Receipts & onPaid
Introduction
Section titled “Introduction”A gate verifies a payment on-chain, then needs to do something with it — fulfil an order,
log the spend, increment a counter. The onPaid callback is where that happens, and the
X402Receipt it hands you is the verified record of the payment:
amount, asset, payer, and the settled transaction id. Everything in a receipt was re-derived from
your own trusted accept during
verification, never taken from the client.
The onPaid callback
Section titled “The onPaid callback”Pass onPaid to requirePayment or
createPaymentGate. It fires once, after verification succeeds and the proof has been
recorded as used — so by the time it runs, the payment is real and replay-safe:
requirePayment({ chain: 'base', token: 'USDC', amount: '0.10', payTo: '0xYourWallet', onPaid: (receipt) => console.log('paid', receipt.amount, 'tx', receipt.transaction), // receipt.amount is base units ("100000"); receipt.transaction is the settled on-chain tx id})It receives the X402Receipt and returns nothing. A throw inside onPaid is swallowed — a
logging hook can never break the request or hold up the response:
onPaid: (receipt) => { fulfilOrder(receipt.payer, receipt.amount) // even if this throws, the payer still gets a 200}The X402Receipt
Section titled “The X402Receipt”The receipt is the verified settlement record, identical for both the onchain-proof and
exact rails:
interface X402Receipt { scheme: 'onchain-proof' | 'exact' success: true // always true — a failed verification is a 402, never a receipt network: Caip2 // CAIP-2 network id, e.g. 'eip155:8453' transaction: string // the SETTLED on-chain tx id (see below) asset: AssetId // the token paid: a 0x… address, an SPL mint, or 'native' amount: string // base units (already scaled by decimals) payer: AddressId // who paid payTo: AddressId // your receive address, re-derived from the trusted accept verifiedAt: string // ISO timestamp of verification}| Field | What it is |
|---|---|
transaction | The on-chain id of the settled payment — an EVM/Tron/Stellar/XRPL/NEAR tx hash, a Solana signature, or a Sui digest.

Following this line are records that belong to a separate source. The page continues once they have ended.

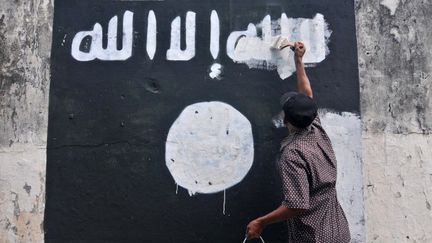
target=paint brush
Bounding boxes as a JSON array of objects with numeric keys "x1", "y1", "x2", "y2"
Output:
[{"x1": 270, "y1": 35, "x2": 294, "y2": 51}]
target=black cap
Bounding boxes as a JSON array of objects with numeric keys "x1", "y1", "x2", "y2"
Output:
[{"x1": 281, "y1": 92, "x2": 318, "y2": 128}]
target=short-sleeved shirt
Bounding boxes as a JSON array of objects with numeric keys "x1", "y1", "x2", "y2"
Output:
[{"x1": 278, "y1": 117, "x2": 350, "y2": 243}]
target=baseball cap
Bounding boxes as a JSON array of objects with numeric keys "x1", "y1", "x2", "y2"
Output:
[{"x1": 280, "y1": 92, "x2": 318, "y2": 128}]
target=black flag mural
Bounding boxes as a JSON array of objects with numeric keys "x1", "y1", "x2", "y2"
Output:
[{"x1": 44, "y1": 0, "x2": 364, "y2": 243}]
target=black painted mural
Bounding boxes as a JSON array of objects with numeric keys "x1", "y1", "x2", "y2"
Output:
[{"x1": 44, "y1": 0, "x2": 359, "y2": 243}]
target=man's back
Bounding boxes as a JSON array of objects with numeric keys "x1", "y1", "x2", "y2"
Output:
[{"x1": 278, "y1": 117, "x2": 350, "y2": 243}]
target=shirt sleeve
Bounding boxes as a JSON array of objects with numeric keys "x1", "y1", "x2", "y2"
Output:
[
  {"x1": 280, "y1": 155, "x2": 309, "y2": 209},
  {"x1": 312, "y1": 114, "x2": 321, "y2": 126}
]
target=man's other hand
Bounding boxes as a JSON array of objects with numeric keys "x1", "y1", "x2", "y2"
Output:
[{"x1": 246, "y1": 219, "x2": 264, "y2": 240}]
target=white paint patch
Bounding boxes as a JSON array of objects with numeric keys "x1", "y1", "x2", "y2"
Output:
[
  {"x1": 167, "y1": 11, "x2": 196, "y2": 61},
  {"x1": 71, "y1": 11, "x2": 133, "y2": 62},
  {"x1": 165, "y1": 101, "x2": 254, "y2": 195},
  {"x1": 209, "y1": 63, "x2": 222, "y2": 79},
  {"x1": 380, "y1": 0, "x2": 400, "y2": 15},
  {"x1": 319, "y1": 110, "x2": 365, "y2": 242},
  {"x1": 146, "y1": 10, "x2": 157, "y2": 60},
  {"x1": 227, "y1": 14, "x2": 331, "y2": 79},
  {"x1": 390, "y1": 28, "x2": 401, "y2": 42}
]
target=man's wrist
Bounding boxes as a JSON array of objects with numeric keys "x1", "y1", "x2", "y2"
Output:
[
  {"x1": 294, "y1": 56, "x2": 303, "y2": 64},
  {"x1": 256, "y1": 217, "x2": 267, "y2": 227}
]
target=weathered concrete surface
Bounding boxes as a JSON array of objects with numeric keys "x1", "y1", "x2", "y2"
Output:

This is the verified tx itself, not the submit-time proof ref. |
amount | Base units. Divide by the token’s decimals to render it (e.g. 100000 USDC = 0.10). |
asset | The asset id — 'native' for the chain’s coin, otherwise the chain-specific token id. |
payer | The address the payment came from, read off-chain during verification. |
Recording a settled payment
Section titled “Recording a settled payment”The two fields you almost always want are amount and transaction — the how much and the
proof on-chain. Together with payer they’re enough to credit an account or fulfil an order:
onPaid: (receipt) => { db.insert('payments', { payer: receipt.payer, asset: receipt.asset, amount: receipt.amount, // base units tx: receipt.transaction, // the settled on-chain id network: receipt.network, at: receipt.verifiedAt, })}Because transaction is unique and onPaid only fires after the gate’s
replay store has claimed the proof, it doubles as an
idempotency key — the same payment can’t drive two onPaid calls on one instance.

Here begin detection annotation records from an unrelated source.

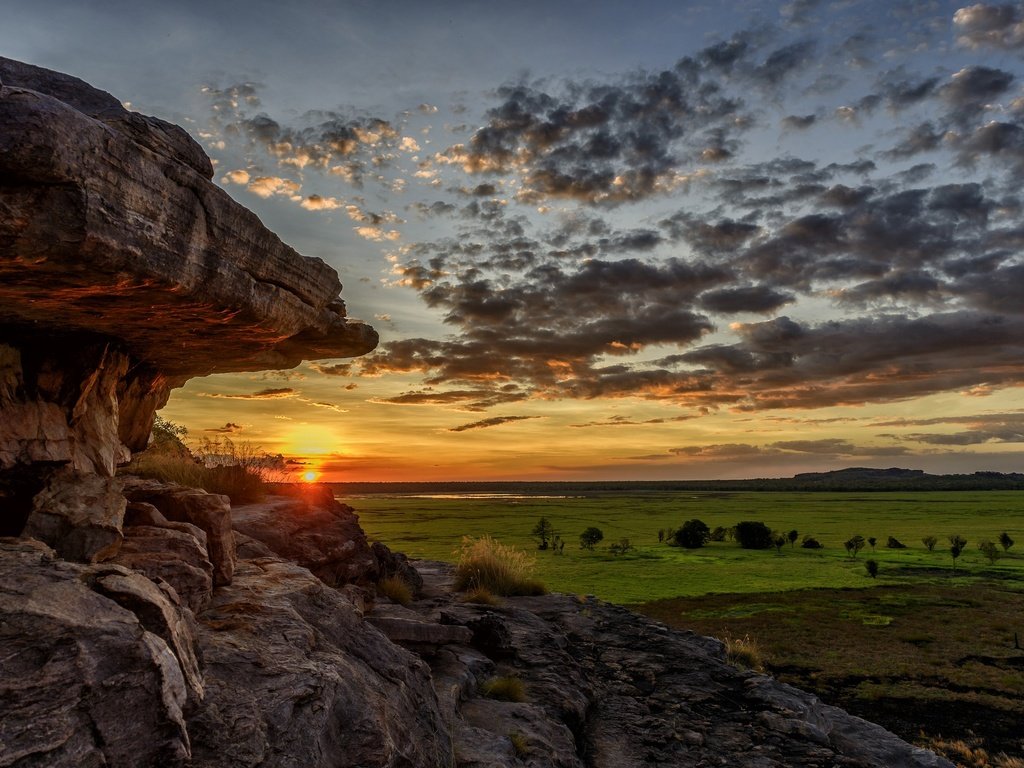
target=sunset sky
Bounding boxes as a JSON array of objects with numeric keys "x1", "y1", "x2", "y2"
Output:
[{"x1": 0, "y1": 0, "x2": 1024, "y2": 480}]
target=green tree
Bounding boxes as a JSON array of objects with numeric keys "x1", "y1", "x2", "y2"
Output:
[
  {"x1": 843, "y1": 534, "x2": 865, "y2": 557},
  {"x1": 735, "y1": 520, "x2": 774, "y2": 549},
  {"x1": 978, "y1": 539, "x2": 999, "y2": 565},
  {"x1": 529, "y1": 517, "x2": 555, "y2": 549},
  {"x1": 674, "y1": 520, "x2": 711, "y2": 549},
  {"x1": 580, "y1": 525, "x2": 604, "y2": 550}
]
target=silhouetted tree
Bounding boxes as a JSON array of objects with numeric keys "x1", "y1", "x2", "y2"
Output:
[
  {"x1": 736, "y1": 520, "x2": 773, "y2": 549},
  {"x1": 843, "y1": 534, "x2": 864, "y2": 557},
  {"x1": 529, "y1": 517, "x2": 555, "y2": 549},
  {"x1": 978, "y1": 539, "x2": 999, "y2": 565},
  {"x1": 580, "y1": 525, "x2": 604, "y2": 550},
  {"x1": 675, "y1": 520, "x2": 711, "y2": 549}
]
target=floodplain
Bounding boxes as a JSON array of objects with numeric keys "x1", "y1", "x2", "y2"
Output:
[{"x1": 339, "y1": 484, "x2": 1024, "y2": 766}]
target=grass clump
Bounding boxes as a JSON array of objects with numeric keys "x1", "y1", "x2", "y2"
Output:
[
  {"x1": 480, "y1": 675, "x2": 526, "y2": 702},
  {"x1": 724, "y1": 635, "x2": 765, "y2": 672},
  {"x1": 455, "y1": 535, "x2": 547, "y2": 596},
  {"x1": 377, "y1": 575, "x2": 413, "y2": 605}
]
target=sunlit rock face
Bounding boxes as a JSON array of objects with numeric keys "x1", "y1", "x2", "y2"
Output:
[{"x1": 0, "y1": 58, "x2": 377, "y2": 534}]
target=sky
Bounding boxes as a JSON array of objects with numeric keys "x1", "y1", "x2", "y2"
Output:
[{"x1": 6, "y1": 0, "x2": 1024, "y2": 481}]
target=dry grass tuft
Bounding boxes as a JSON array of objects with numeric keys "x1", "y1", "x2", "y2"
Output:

Hand-rolled servers — buildReceiptHeader
Section titled “Hand-rolled servers — buildReceiptHeader”If you’re driving createPaymentGate yourself rather than using the Express middleware, the
'paid' result already carries a ready-to-send header in result.receiptHeader. Set it under
both the v2 and v1 response header names so any client reads it. Accept the inbound proof from
either the v2 payment-signature header or the legacy v1 x-payment header — the gate
parses both:
import { createPaymentGate, SettlementError, HEADER_SIGNATURE, HEADER_SIGNATURE_V1, HEADER_REQUIRED, HEADER_RESPONSE, HEADER_RESPONSE_V1,} from '@piprail/sdk'
const gate = createPaymentGate({ chain: 'base', token: 'USDC', amount: '0.10', payTo: '0xYourWallet' })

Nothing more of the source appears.